Edinburgh University Footlights have set expectations high after their memorable performance of Chicago, and the EU Footlights Showchoir now presents The Time of Our Lives. This time, too, the performance is very dynamic as well as heartwarming.
The play demonstrates different phases that people go through when growing up in high school. Characters expose the audience to the various feelings that teenagers deal with, including hopelessness and hopefulness, love and hatred, confidence and self-doubt. In two hours, the cast transports the viewers through those early stages of our lives including trying to find ourselves, our places in the world, figuring out our sexualities, finding our purpose in life and our identities, learning how to express ourselves, and sometimes how to refrain from doing so.

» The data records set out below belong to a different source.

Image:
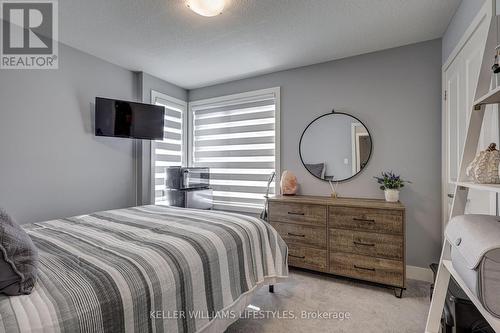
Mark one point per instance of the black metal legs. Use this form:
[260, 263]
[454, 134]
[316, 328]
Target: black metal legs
[398, 292]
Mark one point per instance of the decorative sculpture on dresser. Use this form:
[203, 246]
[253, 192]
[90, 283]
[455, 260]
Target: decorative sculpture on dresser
[484, 167]
[288, 183]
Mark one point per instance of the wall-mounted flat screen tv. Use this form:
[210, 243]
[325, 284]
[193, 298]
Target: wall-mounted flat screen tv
[128, 119]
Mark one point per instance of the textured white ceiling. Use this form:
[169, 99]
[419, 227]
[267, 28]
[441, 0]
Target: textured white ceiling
[166, 39]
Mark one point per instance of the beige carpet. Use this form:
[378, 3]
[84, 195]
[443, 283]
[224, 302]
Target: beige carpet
[372, 308]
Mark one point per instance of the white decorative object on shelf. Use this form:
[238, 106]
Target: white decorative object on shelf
[483, 96]
[484, 167]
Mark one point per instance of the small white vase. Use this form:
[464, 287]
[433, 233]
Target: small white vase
[391, 195]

Even though the themes presented in the play are sometimes very dramatic and sentimental, the cast does a great job keeping comedy alive throughout the performance. The draining issues that young people go through are tackled in a very entertaining manner. Overall, the audience sees a diverse story of growing up – heartwarming, dynamic, sentimental, sometimes harsh, and sometimes a lot of fun.
The play’s most noteworthy quality is how personal it is. While the audience hears many well-known songs, each cast member’s individual touch is present in all their performances. It is evident that what the viewers see is the result of hard work and creativity which the cast full-heartedly dedicates to this production.
Presenting the universal process of growing up in such an original way makes the play very consuming as well as easy to empathize with. As a member of the audience, it is hard not to get flashbacks from personal experiences of going through the first independent steps in life, all while being engrossed by the play itself. Overall, The Time of Our Lives is a very enjoyable play, and is as diverse and dynamic as youth itself.
The Time of Our Lives runs at Teviot Debating Hall between 5-7 March 2020.